12 thoughts on “Set Off Text: Notes, Footnotes, Captions and Excerpts

  1. I want that color shadow thingie in my next book! That looks so pretty! You’ve done a fantastic job with Spirituality in America. It’s a gorgeous book!

  2. As you probably know, my sweet Jaye, I like C J Box and his Joe Pickett series of novels about a Wyoming Game Warden and I like the way he uses graphics at the beginning of each chapter in some of his ebooks, I am being won round having been somewhat ambivalent to these things since getting my Kindle

    • Everybody is on a learning curve, Tom. I think ebook producers are getting better overall and that the majority feels as I do, let print be print, and let’s concentrate on making the best looking, best functioning ebooks we can make.

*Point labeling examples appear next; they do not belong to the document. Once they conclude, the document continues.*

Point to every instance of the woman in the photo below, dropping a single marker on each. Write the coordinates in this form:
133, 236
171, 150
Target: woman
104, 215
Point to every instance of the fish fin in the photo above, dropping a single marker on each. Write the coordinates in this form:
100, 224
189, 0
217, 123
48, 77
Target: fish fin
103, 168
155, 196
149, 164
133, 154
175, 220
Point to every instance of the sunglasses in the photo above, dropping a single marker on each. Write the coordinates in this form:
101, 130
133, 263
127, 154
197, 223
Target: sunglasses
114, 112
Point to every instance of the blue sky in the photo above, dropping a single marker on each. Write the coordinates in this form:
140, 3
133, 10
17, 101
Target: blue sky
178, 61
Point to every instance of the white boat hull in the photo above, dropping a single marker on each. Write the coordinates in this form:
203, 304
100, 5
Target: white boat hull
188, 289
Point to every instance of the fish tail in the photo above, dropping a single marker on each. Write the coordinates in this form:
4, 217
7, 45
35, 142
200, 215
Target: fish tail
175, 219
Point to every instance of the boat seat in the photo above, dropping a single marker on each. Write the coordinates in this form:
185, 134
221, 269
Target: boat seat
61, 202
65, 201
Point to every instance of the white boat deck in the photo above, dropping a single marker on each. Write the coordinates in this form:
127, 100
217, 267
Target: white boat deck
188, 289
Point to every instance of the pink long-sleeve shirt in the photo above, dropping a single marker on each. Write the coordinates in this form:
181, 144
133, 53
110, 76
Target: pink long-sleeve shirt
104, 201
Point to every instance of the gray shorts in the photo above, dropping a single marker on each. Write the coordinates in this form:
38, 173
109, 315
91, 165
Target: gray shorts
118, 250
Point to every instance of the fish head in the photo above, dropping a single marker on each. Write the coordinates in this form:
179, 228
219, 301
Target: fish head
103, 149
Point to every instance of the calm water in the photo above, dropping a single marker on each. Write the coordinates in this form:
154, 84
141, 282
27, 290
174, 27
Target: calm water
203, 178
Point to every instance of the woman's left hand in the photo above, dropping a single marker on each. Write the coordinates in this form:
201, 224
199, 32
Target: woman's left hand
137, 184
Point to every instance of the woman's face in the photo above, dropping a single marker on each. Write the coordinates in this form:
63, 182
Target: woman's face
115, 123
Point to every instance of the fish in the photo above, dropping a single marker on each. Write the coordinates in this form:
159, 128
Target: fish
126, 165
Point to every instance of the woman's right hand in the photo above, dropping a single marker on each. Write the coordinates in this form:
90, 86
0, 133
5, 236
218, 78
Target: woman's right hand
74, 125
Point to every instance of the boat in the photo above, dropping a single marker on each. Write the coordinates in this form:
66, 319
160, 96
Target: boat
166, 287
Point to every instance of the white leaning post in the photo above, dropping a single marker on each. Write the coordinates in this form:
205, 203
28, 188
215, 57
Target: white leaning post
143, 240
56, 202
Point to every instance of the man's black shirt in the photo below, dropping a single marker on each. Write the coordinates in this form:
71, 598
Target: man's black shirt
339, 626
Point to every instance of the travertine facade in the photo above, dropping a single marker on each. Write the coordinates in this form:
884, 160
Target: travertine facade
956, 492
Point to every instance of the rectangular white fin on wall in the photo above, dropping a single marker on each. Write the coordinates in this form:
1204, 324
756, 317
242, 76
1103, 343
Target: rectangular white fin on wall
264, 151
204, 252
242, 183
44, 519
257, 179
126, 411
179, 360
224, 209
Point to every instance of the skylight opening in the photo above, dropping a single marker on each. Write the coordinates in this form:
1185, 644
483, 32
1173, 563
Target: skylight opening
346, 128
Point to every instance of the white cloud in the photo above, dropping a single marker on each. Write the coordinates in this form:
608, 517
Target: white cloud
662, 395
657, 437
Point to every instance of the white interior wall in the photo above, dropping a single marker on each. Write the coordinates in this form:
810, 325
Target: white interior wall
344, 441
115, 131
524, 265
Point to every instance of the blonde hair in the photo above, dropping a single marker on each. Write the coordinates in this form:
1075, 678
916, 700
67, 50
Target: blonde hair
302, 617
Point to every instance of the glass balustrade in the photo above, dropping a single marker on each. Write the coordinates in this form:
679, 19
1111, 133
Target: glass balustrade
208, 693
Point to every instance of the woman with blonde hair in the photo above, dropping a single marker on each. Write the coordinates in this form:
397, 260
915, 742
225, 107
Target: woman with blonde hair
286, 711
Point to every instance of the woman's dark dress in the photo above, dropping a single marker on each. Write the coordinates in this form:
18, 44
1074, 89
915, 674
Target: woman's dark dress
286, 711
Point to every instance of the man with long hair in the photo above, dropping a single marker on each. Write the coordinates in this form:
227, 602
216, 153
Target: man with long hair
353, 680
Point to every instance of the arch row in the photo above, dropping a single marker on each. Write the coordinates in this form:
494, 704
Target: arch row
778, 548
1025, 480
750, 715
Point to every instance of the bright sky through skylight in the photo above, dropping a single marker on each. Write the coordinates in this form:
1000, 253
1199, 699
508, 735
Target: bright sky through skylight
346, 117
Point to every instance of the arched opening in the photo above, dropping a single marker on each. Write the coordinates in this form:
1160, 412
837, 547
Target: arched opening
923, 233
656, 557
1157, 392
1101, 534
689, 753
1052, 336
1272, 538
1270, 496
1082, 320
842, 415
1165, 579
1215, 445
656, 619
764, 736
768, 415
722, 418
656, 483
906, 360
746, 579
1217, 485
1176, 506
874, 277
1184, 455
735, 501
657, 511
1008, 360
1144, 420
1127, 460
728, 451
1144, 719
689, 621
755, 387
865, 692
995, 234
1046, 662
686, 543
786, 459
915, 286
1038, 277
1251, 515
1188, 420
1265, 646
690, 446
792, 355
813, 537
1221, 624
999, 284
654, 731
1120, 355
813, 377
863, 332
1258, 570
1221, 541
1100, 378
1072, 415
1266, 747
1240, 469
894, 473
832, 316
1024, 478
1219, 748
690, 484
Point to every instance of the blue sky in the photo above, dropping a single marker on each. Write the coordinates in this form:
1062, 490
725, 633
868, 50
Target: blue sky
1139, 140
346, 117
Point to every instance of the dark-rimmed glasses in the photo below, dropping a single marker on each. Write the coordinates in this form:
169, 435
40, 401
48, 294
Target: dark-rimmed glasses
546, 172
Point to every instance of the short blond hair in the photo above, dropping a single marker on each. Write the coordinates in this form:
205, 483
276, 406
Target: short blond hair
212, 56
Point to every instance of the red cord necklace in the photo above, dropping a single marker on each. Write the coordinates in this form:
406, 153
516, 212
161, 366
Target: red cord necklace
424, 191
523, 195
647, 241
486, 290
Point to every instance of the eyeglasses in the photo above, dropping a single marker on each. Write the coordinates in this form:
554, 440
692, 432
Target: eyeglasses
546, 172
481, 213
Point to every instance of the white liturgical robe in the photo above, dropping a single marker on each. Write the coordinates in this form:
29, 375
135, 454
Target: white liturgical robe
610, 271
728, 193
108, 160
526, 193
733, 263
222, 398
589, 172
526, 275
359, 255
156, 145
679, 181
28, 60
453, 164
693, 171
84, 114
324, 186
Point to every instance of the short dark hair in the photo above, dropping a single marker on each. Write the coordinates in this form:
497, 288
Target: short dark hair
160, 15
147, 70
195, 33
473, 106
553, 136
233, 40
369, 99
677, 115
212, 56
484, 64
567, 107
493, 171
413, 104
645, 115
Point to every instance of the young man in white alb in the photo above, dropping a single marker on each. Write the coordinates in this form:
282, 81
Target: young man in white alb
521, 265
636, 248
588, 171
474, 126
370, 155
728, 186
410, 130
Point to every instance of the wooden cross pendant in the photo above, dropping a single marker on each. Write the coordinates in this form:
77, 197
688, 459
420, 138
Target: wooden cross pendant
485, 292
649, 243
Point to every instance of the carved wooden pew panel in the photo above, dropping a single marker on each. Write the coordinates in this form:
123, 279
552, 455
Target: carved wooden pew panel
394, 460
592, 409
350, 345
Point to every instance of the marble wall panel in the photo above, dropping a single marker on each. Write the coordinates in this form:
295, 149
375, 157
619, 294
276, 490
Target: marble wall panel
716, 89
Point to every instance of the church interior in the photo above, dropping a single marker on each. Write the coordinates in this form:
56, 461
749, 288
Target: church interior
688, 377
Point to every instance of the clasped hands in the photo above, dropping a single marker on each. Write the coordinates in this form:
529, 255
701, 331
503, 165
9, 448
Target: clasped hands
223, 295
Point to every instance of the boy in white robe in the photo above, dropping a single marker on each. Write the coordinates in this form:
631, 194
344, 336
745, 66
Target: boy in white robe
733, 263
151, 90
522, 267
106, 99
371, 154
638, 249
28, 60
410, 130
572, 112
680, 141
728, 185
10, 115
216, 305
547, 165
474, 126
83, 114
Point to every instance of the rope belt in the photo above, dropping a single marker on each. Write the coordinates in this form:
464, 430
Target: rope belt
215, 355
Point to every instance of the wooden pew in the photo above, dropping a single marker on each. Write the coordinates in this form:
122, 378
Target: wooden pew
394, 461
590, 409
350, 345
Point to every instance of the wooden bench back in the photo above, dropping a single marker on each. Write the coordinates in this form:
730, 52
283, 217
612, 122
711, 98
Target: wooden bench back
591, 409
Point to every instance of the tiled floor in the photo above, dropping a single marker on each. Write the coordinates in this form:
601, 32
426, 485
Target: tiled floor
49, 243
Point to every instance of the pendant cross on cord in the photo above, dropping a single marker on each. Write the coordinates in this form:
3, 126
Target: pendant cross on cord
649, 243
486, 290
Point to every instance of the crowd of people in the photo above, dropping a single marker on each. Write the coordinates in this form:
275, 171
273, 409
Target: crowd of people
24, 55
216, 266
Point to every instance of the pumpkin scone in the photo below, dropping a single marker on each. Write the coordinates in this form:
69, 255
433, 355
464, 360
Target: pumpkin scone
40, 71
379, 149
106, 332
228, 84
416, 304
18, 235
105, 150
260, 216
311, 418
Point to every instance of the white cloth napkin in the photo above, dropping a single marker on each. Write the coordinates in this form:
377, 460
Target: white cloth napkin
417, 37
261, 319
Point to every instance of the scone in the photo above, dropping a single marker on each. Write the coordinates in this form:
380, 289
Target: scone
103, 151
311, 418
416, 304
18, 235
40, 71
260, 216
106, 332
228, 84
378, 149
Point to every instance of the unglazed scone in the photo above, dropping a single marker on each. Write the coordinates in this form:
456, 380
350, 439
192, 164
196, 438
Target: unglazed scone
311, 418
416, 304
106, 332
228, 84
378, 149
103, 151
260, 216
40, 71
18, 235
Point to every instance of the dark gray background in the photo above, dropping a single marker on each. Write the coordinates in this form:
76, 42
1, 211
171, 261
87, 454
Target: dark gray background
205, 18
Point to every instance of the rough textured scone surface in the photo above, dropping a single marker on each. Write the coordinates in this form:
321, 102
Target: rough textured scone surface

    • Set them off as blockquotes. Maybe decorate them with a line or a simple glyph. One thing I’ve learned about block quotes, it works best if you left-align the text instead of having it justified. Short quotes can get positively mangled by justification.

    • Text alignment is a nifty tool. All my Kindles handle it nicely. i use “text-align: right” when I want to “sign” a letter or add an attribute to a quote. I just use the same css styling as I do for the quote, but tell it to align right instead of left.

      I CAUTION people using Word to NOT mess with text alignment. If you justify text or set right alignment, Word will insert some nasty code that overrides some of the user-device features such as margins and line spacing. Set your Normal style to left align and leave it alone. The Kindle converter knows how to handle that.

    • Actually, the coding was quite simple (or simplistic, depends on who you talk to). The most difficult part of this particular book was figuring out the layout. I spent a lot of time playing “eye-doctor.” Does this look better? Does this? First? Second? First? Second?

  3. For ebooks, I like epigraphs set in a narrow column (roughly 30% of the normal width). You can put that column against the left or right margin or center it, depending on the rest of your chapter heading layout. Of course, I would also add soft hyphens to ensure that the lines are all fairly well balanced.